Berlin - Neue Umweltvorgaben, strenge Düngeregeln – und im Supermarkt Billigpreise für Fleisch, Wurst und Milch? Unter den Bauern in Deutschland brodelt es. Schon seit einigen Wochen formieren sich bundesweit Proteste gegen die Agrarpolitik in Berlin und gegen immer mehr Forderungen und Ansprüche, die bei vielen Landwirten nur noch als „negative Stimmungsmache“ gegen ihren Berufsstand ankommen. An diesem Dienstag wollen erneut Tausende Bauern mit Traktoren in die Hauptstadt fahren und ihrem Unmut Luft machen. Am Brandenburger Tor will sich Agrarministerin Julia Klöckner (CDU) den Demonstranten stellen.

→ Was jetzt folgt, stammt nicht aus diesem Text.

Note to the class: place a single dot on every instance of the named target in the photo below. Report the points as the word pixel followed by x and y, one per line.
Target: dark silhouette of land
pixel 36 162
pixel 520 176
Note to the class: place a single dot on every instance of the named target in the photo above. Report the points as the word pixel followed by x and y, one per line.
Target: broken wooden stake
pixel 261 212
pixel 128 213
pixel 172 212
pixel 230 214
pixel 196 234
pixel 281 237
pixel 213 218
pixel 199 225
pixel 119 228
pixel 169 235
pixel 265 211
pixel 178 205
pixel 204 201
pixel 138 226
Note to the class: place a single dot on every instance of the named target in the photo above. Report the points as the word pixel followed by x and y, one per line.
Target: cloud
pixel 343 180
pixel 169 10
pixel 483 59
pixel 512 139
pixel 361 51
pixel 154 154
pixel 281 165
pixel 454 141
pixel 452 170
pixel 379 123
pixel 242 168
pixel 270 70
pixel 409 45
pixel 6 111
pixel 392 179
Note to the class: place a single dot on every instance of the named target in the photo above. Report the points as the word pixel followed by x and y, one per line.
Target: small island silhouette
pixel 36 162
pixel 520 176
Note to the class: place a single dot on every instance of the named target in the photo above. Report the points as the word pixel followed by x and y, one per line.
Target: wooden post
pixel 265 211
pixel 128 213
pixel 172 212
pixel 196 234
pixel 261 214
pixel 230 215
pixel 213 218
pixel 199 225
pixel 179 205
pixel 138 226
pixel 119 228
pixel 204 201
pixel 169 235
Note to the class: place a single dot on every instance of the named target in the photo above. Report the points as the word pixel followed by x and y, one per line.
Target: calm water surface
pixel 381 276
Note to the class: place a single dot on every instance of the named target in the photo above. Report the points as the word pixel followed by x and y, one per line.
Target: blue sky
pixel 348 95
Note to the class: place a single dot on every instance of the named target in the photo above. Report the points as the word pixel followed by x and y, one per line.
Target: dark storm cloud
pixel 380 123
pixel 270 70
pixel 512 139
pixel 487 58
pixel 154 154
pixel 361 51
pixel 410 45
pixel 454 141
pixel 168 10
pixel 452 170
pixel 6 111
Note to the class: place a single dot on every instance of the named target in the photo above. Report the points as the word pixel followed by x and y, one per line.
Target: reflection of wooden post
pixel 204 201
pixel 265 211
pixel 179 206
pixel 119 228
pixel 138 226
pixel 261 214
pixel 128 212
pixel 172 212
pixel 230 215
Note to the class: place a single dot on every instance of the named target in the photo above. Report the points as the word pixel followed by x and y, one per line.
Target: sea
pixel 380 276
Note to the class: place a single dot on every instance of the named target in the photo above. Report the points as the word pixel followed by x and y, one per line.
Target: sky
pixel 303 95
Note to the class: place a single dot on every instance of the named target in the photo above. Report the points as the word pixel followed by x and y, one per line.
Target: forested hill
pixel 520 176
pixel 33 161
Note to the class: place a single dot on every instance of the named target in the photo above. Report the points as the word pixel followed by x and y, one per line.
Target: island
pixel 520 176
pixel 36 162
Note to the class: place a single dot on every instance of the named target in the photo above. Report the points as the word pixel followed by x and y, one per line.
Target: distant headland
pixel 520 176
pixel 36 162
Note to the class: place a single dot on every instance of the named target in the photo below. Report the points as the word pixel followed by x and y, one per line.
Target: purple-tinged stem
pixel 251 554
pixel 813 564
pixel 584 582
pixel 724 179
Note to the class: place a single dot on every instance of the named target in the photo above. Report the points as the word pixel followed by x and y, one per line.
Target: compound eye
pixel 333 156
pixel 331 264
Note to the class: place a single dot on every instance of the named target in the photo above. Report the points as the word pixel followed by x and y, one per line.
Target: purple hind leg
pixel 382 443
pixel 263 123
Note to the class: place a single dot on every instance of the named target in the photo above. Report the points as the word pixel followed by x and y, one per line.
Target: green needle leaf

Zu der Kundgebung in Berlin werden rund 10 000 Teilnehmer erwartet, 2000 Fahrzeuge sollen per Sternfahrt anrollen. Mitte November gab es schon Proteste bei der Umweltministerkonferenz in Hamburg, im Oktober fuhren Bauern in mehrere Städte, allein 6000 nach Bonn. Aufgerufen zum Protest hat die Initiative „Land schafft Verbindung“, in der sich Zehntausende Landwirte zusammengeschlossen haben. Auch Landes- und Kreisbauernverbände seien beteiligt und unterstützten die Aktionen, hieß es beim Deutschen Bauernverband. Generalsekretär Bernhard Krüsken: „Die Demo wird zeigen, dass es einen Neustart im gesellschaftlichen Dialog geben muss.“

Die Politik will das aufnehmen. „Noch nie war unsere Landwirtschaft so stark unter Druck, wie sie es heute ist“, sagte Klöckner am Samstag beim CDU-Parteitag in Leipzig. Die Proteste der Landwirte rücken auch im Bundestag auf die Agenda. In einer Debatte schoss sich die Opposition kürzlich auf den Unionsteil der Koalition ein. Jahrelang seien nötige Anpassungen im Natur- und Tierschutz „aufgeschoben und weggedeutelt“ worden, sagte Grünen-Agrarpolitiker Friedrich Ostendorff. Die unerledigten Aufgaben hätten sich „zu einer großen Welle aufgetürmt, von der die Bauern sich jetzt überrollt fühlen.“

Gero Hocker (FDP) verwies auf schon hohe Standards. Wenn die Branche mit weiteren Auflagen überzogen werde, die ihr die Existenzgrundlage nähmen, gingen Landwirte zu Recht auf die Straße.